Не эту обманчивую, наполненную гулом холодильника и капанием крана на кухне. А настоящую. Глухую. Безразличную. Ту, в которой можно услышать биение собственного сердца.

Она стояла в ванной, упершись ладонями в холодную столешницу, и смотрела в глаза своему отражению. Уставшие. С чуть припухшими веками. Незнакомые. Хвостик на затылке спадал набок, выбившиеся пряди липли к вискам. Еще пять минут. Всего пять минут, и она снова будет Галиной — мамой, женой, поваром, уборщицей, аниматором. А пока…

— Галя! Ты слышишь? Телефон разрывается уже который раз!

Голос Игоря пробился сквозь дверь, резкий, как щелчок по лбу. Она вздрогнула, но не пошевелилась. Экран на тумбочке мигал настойчиво и требовательно. Юля, — мелькнуло в голове. Только она звонила подряд, без пауз.

Галя сознательно не двигалась. Это был ее маленький, никому не заметный бунт. Тихий. Бесполезный. Акция протеста из одного участника. Ее личная забастовка против… всего. Против бесконечного «мам», «жена», «купи», «принеси», «убери». Пять минут ничего не решать. Никуда не бежать. Просто дышать и смотреть в потрескавшуюся плитку на стене.

— Ма-ам!

Удар в дверь. Не кулачком, нет. Всем телом. Настойчиво, как отбойный молоток.

— Мам, открой! Я хочу пи-ить!

Голосок Софии, тонкий и пронзительный, вонзился в ее временный уют, в ее хрупкую стену из тишины. И стена эта рухнула, заливая ее с головой знакомой волной — вины, раздражения, усталости.

Галя глубоко вздохнула, расправила плечи. И повернула ключ.

— Сейчас, солнышко, сейчас.

Дверь открылась, и на нее тут же налетела шестилетняя София, обвивая ноги хваткими, как лианы, руками.

— Я пить хочу! А папа говорит, не мешай маме в ванной. А я хочу, чтобы ты дала!

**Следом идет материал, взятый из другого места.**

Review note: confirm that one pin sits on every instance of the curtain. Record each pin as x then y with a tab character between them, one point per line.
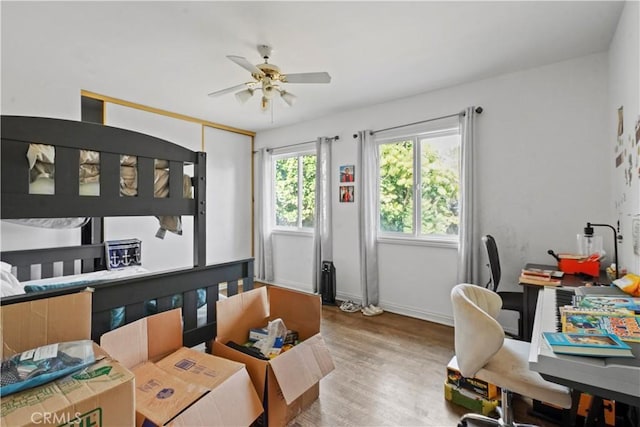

— Хорошо, хорошенькая, дам.

Галя повела дочь на кухню, где за столом, уткнувшись в экран ноутбука, сидел Игорь. Он не отрываясь смотрел в монитор, его пальцы быстро стучали по клавиатуре.

— Слышал, тебе Юля названивала, — бросил он, не глядя. — Наверное, опять с какими-то своими дурацкими идеями. Ты только не вздумай опять на ее авантюры подписываться.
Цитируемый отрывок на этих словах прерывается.